Issue Thirty-Eight - Summer 2021

Star Slinger

By Deborah Burghardt

Knowing others plot
and await your surrender,
knowing if you do surrender,
they may kill you anyway—
that kind of knowing
is not my country.

My father lived in that place for a time,
on his knees, unable to turn his face away from the water
swirling in the toilet bowl.
“This is how they’ll get through. Need to set up a barricade.”
He slammed the lid shut. “Keep watch at all times.”
And I pretended to. No questions asked, trying to believe.
Not wanting him to be crazy.

Once Dad used an entire roll of clear plastic tape
to wrap a small package for mailing.
“That’s enough. Dad. Stop.”
“Why? You can never be too sure.”
And then I thought,
Isn’t that the truth? You can never be too sure—
That’s not crazy. That’s caution.

Dad sobbed over the KDKA evening news
every night for a week.
I thought his despair strange—
mourning for people he didn’t even know.
And then I thought,
Someone has to care about the world, cry
for people no one else does.
You could go crazy trying to ignore the injustice.

I talked Dad out of buying a lawn tractor
for our postage stamp yard in town.
I failed to talk him out of his profound grief
over my mother’s death from multiple sclerosis.
“I should have done better for her.”
“But from what I saw, you did all you could.”
He shook his head. “Not enough.”
And then I thought,
I should have done better too.
She didn’t mean to drive us crazy with worry.

I came home to Dad writhing in his bedsheets,
curled into the fetal position, calling my name.
“Now that you’re here,” he said, “all will be well.”
I doubted that.

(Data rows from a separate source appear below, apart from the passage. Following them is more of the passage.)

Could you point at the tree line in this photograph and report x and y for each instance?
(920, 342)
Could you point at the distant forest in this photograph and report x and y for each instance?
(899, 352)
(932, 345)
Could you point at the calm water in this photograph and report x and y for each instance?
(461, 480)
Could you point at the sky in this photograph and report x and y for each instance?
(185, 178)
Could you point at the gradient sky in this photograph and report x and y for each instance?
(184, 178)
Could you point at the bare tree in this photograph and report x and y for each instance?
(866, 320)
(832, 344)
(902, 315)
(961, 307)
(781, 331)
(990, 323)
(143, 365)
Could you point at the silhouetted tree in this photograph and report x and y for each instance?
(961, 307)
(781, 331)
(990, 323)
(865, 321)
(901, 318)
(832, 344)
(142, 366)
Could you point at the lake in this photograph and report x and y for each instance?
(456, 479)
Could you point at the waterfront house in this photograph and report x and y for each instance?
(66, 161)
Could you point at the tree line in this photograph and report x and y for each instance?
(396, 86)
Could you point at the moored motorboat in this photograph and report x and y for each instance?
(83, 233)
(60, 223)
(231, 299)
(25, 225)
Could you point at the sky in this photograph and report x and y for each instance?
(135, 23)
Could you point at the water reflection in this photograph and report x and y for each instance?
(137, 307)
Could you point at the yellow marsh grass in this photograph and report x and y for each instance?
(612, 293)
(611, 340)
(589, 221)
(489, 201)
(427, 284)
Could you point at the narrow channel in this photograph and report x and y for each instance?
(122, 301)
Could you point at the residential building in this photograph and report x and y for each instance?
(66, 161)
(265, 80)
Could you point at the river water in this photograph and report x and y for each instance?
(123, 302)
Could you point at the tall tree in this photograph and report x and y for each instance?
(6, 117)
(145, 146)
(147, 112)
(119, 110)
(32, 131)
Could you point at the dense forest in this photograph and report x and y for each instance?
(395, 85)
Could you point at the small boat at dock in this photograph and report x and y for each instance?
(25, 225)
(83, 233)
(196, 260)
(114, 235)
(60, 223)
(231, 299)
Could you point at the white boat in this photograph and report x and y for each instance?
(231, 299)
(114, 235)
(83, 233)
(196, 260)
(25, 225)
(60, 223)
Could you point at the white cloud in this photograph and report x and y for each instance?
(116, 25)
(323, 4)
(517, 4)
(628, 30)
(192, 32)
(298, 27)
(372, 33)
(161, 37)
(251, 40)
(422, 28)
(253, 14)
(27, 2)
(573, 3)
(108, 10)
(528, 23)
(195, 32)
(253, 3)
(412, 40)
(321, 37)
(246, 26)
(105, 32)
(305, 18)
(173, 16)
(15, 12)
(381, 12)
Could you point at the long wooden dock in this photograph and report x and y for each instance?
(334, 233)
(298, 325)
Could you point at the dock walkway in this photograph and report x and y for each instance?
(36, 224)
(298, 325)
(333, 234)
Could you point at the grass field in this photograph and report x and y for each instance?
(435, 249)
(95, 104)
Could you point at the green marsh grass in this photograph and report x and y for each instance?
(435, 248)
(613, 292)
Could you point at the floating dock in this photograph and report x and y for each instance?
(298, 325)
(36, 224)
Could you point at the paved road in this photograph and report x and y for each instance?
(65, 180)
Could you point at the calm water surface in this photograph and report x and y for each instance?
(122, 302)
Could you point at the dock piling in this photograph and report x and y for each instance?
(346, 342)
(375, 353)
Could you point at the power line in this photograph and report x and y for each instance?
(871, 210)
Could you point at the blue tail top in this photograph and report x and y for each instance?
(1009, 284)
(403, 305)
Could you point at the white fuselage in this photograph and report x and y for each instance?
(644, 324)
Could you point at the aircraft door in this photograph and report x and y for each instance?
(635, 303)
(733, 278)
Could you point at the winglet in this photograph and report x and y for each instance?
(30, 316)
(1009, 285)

Doctors labeled him a “manic depressive.”
I was proud of my special dad, my loving dad, my character of a dad.
They ordered psychotherapy.
Electro-shock treatments.

I’ll never forget the year Dad
flung tiny gold stars
across the Christmas tree branches.
How the stars floated to the floor,
glistened on the gold carpet.
I’ll never forget his beautiful mess.